For each of the topics/patterns you subscribe to, you can define a dedicated stream to process the records, a dedicated Deserializer for the keys, and a dedicated Deserializer for the values. Other settings like poll interval and offset strategy are common to all subscriptions. For example, the value of the max.poll.records setting is the maximum number of records returned in each poll for all the subscriptions combined. If you need different settings for each topic/pattern, you need to create a Consumer instance per topic/pattern.

import zio._
import zio.Console.printLine
import zio.kafka.consumer._

// Create a single Consumer instance
val consumerSettings: ConsumerSettings = ConsumerSettings(List("localhost:9092")).withGroupId("group")
val consumer: ZLayer[Any, Throwable, Consumer] = ZLayer.scoped(Consumer.make(consumerSettings))

// Define two streams, each for a different topic and key-value types
val stream1 = Consumer.plainStream(Subscription.topics("topic1"), Serde.string, Serde.string)
.tap(cr => printLine(s"For topic1, got key: ${cr.record.key}, value: ${cr.record.value}"))
.map(_.offset)
.aggregateAsync(Consumer.offsetBatches)
.mapZIO(_.commit)
.runDrain

val stream2 = Consumer.plainStream(Subscription.topics("topic2"), Serde.uuid, Serde.int)
.tap(cr => printLine(s"For topic2, got key: ${cr.record.key}, value: ${cr.record.value}"))
.map(_.offset)
.aggregateAsync(Consumer.offsetBatches)
.mapZIO(_.commit)
.runDrain

// Run both streams with the same consumer instance
(stream1 zipPar stream2).provideSomeLayer(consumer)

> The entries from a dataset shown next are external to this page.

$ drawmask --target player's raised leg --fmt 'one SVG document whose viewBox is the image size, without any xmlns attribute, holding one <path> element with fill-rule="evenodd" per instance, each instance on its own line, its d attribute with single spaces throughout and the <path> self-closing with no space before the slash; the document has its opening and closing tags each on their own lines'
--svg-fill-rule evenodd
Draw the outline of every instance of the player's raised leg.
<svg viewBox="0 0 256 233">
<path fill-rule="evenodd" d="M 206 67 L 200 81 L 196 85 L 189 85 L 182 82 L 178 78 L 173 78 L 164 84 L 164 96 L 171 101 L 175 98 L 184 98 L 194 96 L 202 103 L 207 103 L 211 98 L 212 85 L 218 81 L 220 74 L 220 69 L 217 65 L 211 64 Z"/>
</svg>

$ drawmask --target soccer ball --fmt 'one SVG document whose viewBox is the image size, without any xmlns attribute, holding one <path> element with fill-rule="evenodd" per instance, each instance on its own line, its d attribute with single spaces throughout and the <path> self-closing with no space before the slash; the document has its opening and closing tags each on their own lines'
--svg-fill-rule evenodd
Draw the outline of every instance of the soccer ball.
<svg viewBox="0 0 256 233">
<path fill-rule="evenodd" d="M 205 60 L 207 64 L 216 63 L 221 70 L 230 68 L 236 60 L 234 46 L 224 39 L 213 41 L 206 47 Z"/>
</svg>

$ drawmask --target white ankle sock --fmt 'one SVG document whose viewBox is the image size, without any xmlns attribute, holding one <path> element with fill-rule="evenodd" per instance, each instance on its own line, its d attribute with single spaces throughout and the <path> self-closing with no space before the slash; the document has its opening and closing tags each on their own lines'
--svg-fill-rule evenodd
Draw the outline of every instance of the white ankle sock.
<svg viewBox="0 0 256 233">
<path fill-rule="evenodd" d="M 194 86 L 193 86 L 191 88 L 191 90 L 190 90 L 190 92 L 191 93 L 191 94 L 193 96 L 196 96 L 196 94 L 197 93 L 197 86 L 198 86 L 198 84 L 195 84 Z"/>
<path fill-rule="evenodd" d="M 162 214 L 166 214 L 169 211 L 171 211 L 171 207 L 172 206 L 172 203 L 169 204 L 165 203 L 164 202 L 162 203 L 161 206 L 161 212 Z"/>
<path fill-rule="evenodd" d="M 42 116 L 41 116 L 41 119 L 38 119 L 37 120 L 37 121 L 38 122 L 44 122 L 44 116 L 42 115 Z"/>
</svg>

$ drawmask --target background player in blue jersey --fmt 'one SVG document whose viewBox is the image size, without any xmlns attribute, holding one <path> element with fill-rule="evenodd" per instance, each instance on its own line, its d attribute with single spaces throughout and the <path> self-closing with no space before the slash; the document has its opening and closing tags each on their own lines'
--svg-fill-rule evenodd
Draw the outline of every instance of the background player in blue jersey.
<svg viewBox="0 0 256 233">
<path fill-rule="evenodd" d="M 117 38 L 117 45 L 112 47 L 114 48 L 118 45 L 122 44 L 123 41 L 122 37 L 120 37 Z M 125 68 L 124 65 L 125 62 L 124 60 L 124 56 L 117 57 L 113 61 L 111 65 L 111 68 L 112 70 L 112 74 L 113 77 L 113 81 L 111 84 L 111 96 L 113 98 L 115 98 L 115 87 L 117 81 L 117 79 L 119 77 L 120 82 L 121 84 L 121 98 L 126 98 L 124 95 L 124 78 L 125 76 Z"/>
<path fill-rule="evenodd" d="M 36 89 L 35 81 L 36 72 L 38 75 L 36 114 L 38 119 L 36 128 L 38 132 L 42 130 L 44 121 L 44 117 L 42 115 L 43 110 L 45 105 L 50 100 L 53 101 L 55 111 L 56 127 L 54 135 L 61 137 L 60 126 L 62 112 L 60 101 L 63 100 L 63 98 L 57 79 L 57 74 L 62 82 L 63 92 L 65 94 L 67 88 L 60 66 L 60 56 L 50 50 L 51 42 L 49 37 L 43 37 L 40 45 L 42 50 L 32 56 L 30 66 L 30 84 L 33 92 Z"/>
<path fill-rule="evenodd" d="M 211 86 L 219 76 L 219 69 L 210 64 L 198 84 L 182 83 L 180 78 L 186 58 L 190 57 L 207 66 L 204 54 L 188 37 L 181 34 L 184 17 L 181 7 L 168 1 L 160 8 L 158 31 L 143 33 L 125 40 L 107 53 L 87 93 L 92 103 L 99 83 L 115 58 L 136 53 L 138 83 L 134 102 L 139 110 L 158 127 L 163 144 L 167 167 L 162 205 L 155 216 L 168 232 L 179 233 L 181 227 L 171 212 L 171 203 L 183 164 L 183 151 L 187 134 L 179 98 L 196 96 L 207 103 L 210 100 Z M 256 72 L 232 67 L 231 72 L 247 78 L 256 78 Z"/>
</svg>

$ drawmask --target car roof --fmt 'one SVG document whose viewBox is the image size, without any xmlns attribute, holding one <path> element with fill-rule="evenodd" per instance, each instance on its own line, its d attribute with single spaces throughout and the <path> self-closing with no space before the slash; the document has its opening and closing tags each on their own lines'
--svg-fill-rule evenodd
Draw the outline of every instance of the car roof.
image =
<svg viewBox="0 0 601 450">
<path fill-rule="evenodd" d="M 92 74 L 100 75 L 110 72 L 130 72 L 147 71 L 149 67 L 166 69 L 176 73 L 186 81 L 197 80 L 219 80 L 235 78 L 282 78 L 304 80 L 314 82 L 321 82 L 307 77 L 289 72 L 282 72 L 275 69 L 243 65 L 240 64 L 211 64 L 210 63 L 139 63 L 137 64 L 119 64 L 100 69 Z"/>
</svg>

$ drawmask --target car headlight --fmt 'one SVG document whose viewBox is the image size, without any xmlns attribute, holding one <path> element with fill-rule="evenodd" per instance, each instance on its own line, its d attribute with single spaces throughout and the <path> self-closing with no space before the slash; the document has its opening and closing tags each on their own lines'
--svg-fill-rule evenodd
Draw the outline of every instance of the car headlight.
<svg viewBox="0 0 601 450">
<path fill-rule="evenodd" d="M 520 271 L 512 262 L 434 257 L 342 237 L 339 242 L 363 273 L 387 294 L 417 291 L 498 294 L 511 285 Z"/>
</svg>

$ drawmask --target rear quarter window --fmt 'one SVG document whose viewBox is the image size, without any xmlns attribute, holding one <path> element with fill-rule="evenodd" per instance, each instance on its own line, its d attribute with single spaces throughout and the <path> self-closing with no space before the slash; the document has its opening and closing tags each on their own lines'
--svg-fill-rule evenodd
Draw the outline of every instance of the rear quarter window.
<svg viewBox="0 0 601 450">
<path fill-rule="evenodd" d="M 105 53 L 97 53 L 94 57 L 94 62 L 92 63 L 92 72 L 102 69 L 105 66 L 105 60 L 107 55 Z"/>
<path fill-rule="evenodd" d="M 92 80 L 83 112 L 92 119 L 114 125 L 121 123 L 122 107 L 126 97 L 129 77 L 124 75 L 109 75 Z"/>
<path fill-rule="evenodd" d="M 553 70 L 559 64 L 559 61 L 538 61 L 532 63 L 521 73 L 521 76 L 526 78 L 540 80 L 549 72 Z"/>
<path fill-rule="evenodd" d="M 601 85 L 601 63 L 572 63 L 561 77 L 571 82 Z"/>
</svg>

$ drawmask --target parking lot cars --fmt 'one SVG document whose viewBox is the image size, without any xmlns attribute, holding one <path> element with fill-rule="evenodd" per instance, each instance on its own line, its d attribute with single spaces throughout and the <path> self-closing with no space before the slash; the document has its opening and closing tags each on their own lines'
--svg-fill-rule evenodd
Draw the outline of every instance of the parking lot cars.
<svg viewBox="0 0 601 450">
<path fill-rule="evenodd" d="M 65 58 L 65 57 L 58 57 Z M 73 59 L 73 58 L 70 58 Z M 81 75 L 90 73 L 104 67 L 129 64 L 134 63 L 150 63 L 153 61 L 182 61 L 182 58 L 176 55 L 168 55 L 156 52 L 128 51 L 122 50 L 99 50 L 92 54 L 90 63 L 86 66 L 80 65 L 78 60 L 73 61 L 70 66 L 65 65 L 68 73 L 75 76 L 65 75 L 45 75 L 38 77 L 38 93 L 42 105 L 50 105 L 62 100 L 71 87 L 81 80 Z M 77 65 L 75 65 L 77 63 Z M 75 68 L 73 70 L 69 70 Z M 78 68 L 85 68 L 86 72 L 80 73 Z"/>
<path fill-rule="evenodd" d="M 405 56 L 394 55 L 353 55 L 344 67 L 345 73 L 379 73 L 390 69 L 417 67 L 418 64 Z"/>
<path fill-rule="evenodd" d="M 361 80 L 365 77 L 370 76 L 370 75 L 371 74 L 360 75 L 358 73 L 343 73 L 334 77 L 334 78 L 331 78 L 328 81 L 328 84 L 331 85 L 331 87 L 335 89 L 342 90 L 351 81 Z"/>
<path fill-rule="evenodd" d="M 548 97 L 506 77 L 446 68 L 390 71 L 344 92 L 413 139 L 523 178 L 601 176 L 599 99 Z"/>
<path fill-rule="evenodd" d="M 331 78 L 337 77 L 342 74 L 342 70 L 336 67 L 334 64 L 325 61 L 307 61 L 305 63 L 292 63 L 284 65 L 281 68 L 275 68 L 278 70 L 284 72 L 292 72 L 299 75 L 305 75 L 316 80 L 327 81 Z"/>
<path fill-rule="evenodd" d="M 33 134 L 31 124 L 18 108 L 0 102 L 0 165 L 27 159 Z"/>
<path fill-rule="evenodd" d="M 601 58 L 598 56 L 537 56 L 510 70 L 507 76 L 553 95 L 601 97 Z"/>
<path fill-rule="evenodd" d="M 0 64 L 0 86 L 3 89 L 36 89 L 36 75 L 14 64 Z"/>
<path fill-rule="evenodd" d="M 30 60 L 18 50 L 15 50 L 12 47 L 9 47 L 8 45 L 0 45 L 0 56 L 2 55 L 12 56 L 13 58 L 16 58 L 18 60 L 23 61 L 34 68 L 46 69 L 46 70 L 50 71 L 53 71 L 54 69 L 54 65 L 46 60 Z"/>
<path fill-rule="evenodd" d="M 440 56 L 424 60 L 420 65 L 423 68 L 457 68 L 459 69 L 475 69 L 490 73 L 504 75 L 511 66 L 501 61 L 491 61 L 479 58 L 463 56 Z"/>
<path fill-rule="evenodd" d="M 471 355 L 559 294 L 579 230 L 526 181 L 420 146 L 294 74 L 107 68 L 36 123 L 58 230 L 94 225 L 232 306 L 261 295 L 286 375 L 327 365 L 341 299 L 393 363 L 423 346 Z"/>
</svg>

Each Stream can have a different lifetime. Subscriptions are tied to their Stream's scope, so when a Stream completes (successfully, via failure or interruption), the corresponding subscription is removed.

Consumer sharing is only possible when using the same type of Subscription: Topics, Pattern or Manual. Mixing different types will result in a failed stream. Note that every Topic subscription can also be written as a Pattern subscription, so if you want to mix Topic and Pattern subscriptions, you can just use Pattern.

If your subscriptions overlap, eg Subscription.topics("topic1", "topic2") and Subscription.topics("topic2", "topic3"), which stream will get the partitions of topic2 is not deterministic.

Note that upon starting or ending subscriptions, Kafka will also reassign all partitions of the other subscriptions. Record fetching will resume from the last committed offset, so records may be processed twice when not all offsets are committed yet. This works the same as for for regular rebalancing. To minimize this issue, commit frequently.